I haven't looked at newsyslog in awhile, but I'm happy to see someone attempting this cleanup.

disclaimer: I use reviews.freebsd so rarely that I'm not very good at it.

I think that style(9) suggests that the line:

	const char *pgm_name, *pgm_path, **args;

should be:

	const char **args, *pgm_name, *pgm_path;

(alphabetical order)

When I started to write this review, I believed there was a more significant issue I wanted to point out. But as I went to write that up I realized I had overlooked some code, so there was no problem where I had thought there was a problem.
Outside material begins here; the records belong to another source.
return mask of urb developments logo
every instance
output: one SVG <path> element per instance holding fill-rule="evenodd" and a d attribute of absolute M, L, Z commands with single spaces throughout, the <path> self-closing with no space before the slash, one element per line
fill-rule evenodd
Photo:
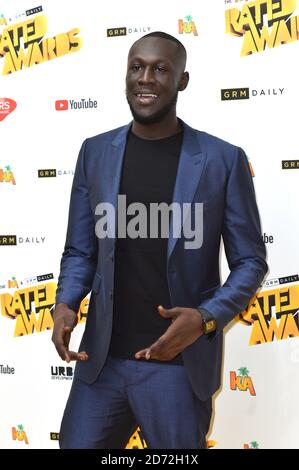
<path fill-rule="evenodd" d="M 17 107 L 17 103 L 11 98 L 0 98 L 0 121 L 3 121 Z"/>
<path fill-rule="evenodd" d="M 4 58 L 2 75 L 81 49 L 82 40 L 77 37 L 80 32 L 78 28 L 50 38 L 44 38 L 46 32 L 45 15 L 38 15 L 4 28 L 0 35 L 0 57 Z"/>
<path fill-rule="evenodd" d="M 238 369 L 239 374 L 237 375 L 235 371 L 230 371 L 230 389 L 231 390 L 240 390 L 241 392 L 246 392 L 249 390 L 250 395 L 255 396 L 255 389 L 253 386 L 252 378 L 249 376 L 249 370 L 247 367 L 240 367 Z"/>
<path fill-rule="evenodd" d="M 48 282 L 17 289 L 13 294 L 0 294 L 1 314 L 16 320 L 14 336 L 51 330 L 55 304 L 56 283 Z M 86 321 L 89 299 L 81 301 L 78 323 Z"/>
<path fill-rule="evenodd" d="M 241 56 L 299 39 L 297 0 L 255 0 L 225 11 L 226 33 L 244 37 Z"/>
<path fill-rule="evenodd" d="M 51 378 L 53 380 L 72 380 L 73 368 L 65 366 L 51 366 Z"/>
<path fill-rule="evenodd" d="M 56 100 L 56 111 L 67 111 L 68 109 L 96 109 L 98 107 L 97 100 L 90 98 L 81 98 L 80 100 Z"/>
<path fill-rule="evenodd" d="M 260 291 L 251 299 L 246 311 L 239 315 L 239 321 L 252 327 L 249 345 L 253 346 L 298 338 L 298 314 L 299 284 L 295 284 Z"/>

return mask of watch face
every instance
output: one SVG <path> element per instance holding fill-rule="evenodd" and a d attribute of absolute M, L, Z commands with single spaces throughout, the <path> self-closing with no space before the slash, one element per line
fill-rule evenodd
<path fill-rule="evenodd" d="M 212 333 L 212 331 L 216 330 L 216 322 L 215 320 L 209 320 L 205 324 L 205 332 Z"/>

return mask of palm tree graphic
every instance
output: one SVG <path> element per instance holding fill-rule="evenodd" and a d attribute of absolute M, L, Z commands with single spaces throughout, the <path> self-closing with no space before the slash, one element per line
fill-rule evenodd
<path fill-rule="evenodd" d="M 259 445 L 257 441 L 250 442 L 250 449 L 258 449 Z"/>
<path fill-rule="evenodd" d="M 249 376 L 249 370 L 247 369 L 247 367 L 240 367 L 238 371 L 239 371 L 239 375 L 241 375 L 242 377 Z"/>
<path fill-rule="evenodd" d="M 242 377 L 241 382 L 242 384 L 244 384 L 245 377 L 249 376 L 249 370 L 247 369 L 247 367 L 240 367 L 238 371 L 239 371 L 239 375 Z"/>
<path fill-rule="evenodd" d="M 192 21 L 192 16 L 191 15 L 187 15 L 187 16 L 185 16 L 185 18 L 186 18 L 187 23 L 191 23 L 191 21 Z"/>
<path fill-rule="evenodd" d="M 17 425 L 17 433 L 21 436 L 24 432 L 24 426 L 23 424 L 18 424 Z"/>

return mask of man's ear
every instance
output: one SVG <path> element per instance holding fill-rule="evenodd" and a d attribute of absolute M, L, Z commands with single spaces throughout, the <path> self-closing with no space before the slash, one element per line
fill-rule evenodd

But I'll submit this anyway, if only to prove that I do read my email. 🙂

  • newsyslog: re-alphabetize variables

Oops. They were in order, until I made args a const pointer.

This is my second use of reviews, and I definitely like the inline comments (e.g you could have clicked on line 2005 in the diff and added an entry there) and the arc command to push out updated diffs straight from a checked-out source tree (svn, git, or hg). A whole lot simpler than manually diffing and then uploading to bugzilla.

This revision now requires review to proceed.Aug 7 2018, 1:01 AM
In D16518#352929, @gad wrote:

When I started to write this review, I believed there was a more significant issue I wanted to point out. But as I went to write that up I realized I had overlooked some code, so there was no problem where I had thought there was a problem. But I'll submit this anyway, if only to prove that I do read my email. 🙂

Does this qualify for a "Reviewed by: gad" in the commit message? Normally one "accepts" the revision to indicate that they've reviewed the diff.

In D16518#352929, @gad wrote:

[...] I'll submit this anyway, if only to prove that I do read my email. 🙂

Does this qualify for a "Reviewed by: gad" in the commit message?

I was a little reluctant to claim "reviewed by". I did look over the entire update, but I didn't try to run the result. On the other hand, I did look it over and I don't have any objections to it at this point. So I guess that's good for a "reviewed by".

This revision is now accepted and ready to land.Aug 7 2018, 6:18 PM
This revision was automatically updated to reflect the committed changes.